Birdr App
Birdr is a mobile app concept that unites identification, journaling, and community features into one seamless experience.
Birdwatchers today juggle multiple tools: one for IDs, another for logs, and forums for sharing. Birdr solves this by providing an integrated, intuitive platform for everyone from casual backyard birders to expert ornithologists.
Overview
I was the sole UX designer for this project. I was in charge of the entire experience from research, strategy, vision, prototyping, and delivery of the app.
My Role
Defining the Problem
Early exploratory research confirmed what we suspected: the birding experience is fragmented. While apps like Merlin and eBird serve specific purposes (identification or logging, respectively), they lack the educational and social dimensions birders crave.
This insight reframed our design problem. Rather than simply automating identification, Birdr needed to teach, connect, and empower, helping users grow as observers while capturing the joy and narrative of their encounters.
Research & Discovery
I began with a Typeform survey to understand broad habits and frustrations within the birding community. From there, I conducted in-depth interviews with birders of varying experience levels.

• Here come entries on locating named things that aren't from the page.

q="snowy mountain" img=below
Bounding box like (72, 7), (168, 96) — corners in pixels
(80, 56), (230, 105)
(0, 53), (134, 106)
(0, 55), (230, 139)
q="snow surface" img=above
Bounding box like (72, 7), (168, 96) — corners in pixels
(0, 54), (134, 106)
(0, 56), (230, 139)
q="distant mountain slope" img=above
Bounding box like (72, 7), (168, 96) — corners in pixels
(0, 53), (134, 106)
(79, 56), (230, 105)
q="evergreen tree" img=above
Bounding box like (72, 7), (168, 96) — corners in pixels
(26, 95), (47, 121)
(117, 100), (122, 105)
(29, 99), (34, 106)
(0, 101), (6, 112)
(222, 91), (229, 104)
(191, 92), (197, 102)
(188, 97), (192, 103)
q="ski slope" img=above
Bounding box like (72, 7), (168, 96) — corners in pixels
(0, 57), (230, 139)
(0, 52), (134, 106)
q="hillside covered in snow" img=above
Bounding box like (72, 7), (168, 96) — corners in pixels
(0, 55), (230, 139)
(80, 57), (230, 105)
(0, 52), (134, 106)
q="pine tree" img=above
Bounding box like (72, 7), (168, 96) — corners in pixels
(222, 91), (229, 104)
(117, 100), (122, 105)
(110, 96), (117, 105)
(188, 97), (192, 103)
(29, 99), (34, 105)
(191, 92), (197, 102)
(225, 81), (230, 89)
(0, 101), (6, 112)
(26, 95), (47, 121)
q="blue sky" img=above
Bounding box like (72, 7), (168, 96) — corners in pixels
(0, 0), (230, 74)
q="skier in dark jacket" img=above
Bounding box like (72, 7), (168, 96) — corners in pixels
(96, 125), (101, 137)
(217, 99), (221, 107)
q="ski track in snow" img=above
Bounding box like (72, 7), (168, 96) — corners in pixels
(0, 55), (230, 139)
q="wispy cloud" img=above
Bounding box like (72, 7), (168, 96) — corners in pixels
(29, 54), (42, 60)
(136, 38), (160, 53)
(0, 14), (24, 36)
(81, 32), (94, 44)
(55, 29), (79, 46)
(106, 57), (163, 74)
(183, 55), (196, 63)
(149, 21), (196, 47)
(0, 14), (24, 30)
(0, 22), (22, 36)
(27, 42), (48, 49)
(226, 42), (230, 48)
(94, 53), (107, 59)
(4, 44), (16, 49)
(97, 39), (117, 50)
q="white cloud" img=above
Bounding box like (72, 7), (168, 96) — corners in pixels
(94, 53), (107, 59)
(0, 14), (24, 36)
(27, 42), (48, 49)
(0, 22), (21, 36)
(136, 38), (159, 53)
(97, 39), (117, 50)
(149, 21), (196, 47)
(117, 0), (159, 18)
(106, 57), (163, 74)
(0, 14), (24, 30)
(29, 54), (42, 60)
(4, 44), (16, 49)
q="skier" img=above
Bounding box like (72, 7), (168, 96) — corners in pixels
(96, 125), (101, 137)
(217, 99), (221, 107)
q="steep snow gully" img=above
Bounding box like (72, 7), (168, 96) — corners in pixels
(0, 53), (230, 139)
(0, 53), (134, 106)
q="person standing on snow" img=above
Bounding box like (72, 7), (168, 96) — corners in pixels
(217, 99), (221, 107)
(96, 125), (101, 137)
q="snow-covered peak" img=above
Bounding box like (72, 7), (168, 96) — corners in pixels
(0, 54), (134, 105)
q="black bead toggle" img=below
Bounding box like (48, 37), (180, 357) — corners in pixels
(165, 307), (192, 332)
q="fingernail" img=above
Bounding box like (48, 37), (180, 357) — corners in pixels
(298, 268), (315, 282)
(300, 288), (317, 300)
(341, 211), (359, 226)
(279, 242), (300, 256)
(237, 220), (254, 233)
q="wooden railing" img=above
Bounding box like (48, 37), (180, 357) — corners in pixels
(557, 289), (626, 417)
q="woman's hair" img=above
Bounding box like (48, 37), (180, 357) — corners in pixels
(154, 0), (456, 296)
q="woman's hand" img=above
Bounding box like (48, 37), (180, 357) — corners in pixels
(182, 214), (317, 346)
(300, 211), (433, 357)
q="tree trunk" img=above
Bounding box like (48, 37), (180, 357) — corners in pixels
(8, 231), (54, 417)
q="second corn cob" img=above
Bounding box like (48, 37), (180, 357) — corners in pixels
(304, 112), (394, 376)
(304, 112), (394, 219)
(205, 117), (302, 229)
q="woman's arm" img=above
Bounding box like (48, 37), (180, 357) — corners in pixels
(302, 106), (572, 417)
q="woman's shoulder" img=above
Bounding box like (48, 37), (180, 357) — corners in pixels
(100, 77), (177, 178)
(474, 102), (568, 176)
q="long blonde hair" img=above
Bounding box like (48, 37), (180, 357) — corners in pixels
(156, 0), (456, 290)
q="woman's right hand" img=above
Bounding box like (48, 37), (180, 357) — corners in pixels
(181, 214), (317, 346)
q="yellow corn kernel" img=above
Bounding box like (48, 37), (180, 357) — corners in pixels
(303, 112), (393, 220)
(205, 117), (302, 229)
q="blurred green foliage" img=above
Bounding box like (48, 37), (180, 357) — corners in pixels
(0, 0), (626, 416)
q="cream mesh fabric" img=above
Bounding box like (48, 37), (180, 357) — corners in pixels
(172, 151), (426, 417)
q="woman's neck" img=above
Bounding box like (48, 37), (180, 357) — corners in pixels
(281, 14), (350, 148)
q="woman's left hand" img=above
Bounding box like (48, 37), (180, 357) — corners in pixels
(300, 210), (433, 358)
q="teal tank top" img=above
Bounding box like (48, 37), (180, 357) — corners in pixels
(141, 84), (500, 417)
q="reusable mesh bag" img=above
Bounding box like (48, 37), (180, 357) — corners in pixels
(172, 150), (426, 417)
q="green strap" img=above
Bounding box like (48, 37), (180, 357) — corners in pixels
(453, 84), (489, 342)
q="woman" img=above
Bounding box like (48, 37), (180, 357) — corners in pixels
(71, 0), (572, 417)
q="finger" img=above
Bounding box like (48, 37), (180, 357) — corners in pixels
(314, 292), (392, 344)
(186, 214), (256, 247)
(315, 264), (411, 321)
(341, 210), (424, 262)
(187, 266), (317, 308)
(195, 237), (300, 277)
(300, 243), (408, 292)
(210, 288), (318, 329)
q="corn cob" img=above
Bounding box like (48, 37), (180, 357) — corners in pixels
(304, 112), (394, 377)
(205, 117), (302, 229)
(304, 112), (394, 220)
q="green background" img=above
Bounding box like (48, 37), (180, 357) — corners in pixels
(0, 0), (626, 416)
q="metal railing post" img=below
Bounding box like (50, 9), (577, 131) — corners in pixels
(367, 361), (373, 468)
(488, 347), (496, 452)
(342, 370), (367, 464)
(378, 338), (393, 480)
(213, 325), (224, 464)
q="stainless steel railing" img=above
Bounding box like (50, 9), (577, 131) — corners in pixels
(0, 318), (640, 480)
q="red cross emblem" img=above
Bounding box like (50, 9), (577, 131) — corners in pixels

These conversations uncovered key needs:
Educational context: Users wanted to learn distinguishing traits, not just receive a name.
Richer journaling: Sightings weren’t just checklists, they were stories tied to weather, behavior, and emotion.
Structured community feedback: Likes and comments felt too shallow; mentorship was missing.
Offline functionality: Connectivity gaps in remote locations made this a non-negotiable.
A heuristic evaluation of existing apps using Nielsen’s heuristics highlighted gaps in feedback, error prevention, and visual consistency, shaping our early UI principles.
“I still rely on field guides because I want to understand why a bird is identified a certain way”
— Birdr Interviewee
Design Approach
My design process started with sketching and low-fidelity wireframes, refining information architecture and interaction patterns through several iterations.
Core tasks supported in the prototype included:
Photographing and identifying birds via AI
Logging sightings with automatic time and location tagging
Exploring detailed bird profiles and habitats
Sharing photos and posts with the community
Throughout, I prioritized clarity and hierarchy, ensuring users always knew where they were and what actions were available.
Usability Testing
To test intuitiveness and clarity, I conducted a moderated usability test with three new users unfamiliar with birding apps. Participants completed four structured tasks ranging from learning about a Blue Jay’s habitat to setting a favorite photo.
3 out of 4 tasks were completed successfully.
Navigation was described as “friendly” and “approachable.”
Confusion arose when trying to set a favorite photo, as users conflated “like” with “set as profile.”
These findings led to actionable refinements:
Introduce clearer icon labels and tooltips.
Separate “like” and “set as profile” interactions.
Provide immediate visual confirmation for user actions.
Improve wayfinding cues for key workflows.
Even with prototype limitations, users described the app as “simple and calming,” a tone that matched the intended emotional experience.
Establishing a Visual Identity
Between the low-fidelity and high-fidelity phases, I focused on defining Birdr’s visual and brand language. The goal was to create a look and feel that reflected both the wonder of nature and the credibility of science.
The palette centered on a rich, natural green, evoking trust, growth, and a connection to the environment. It was supported by neutral grays and whites to maintain readability and balance. Typography played a key role in expressing Birdr’s dual personality, pairing a clean & friendly sans-serif for interface text with a sharp, academic slab-serif for headlines.
The resulting aesthetic conveyed both friendliness and Academic Rigor: modern enough for casual users, yet sophisticated enough for those seeking deeper knowledge. This identity became a guiding framework for layout, iconography, and motion design in the next phase.
Bringing It to Life
With branding established and structural testing complete, I moved into the high-fidelity design phase, refining the prototype into a polished and realistic app experience. Visual hierarchy, contrast, and spacing were carefully tuned to enhance readability outdoors, a key context for birders using the app in the field.
The result was a cohesive, visually rich prototype that captured the feel of a professional product for birding hobbyists to document and share their experiences.
This phase not only unified the research and visual design efforts but also served as a proof of concept, demonstrating how strategic branding, user-centered research, and iterative testing can come together to create a product that’s both delightful and deeply functional.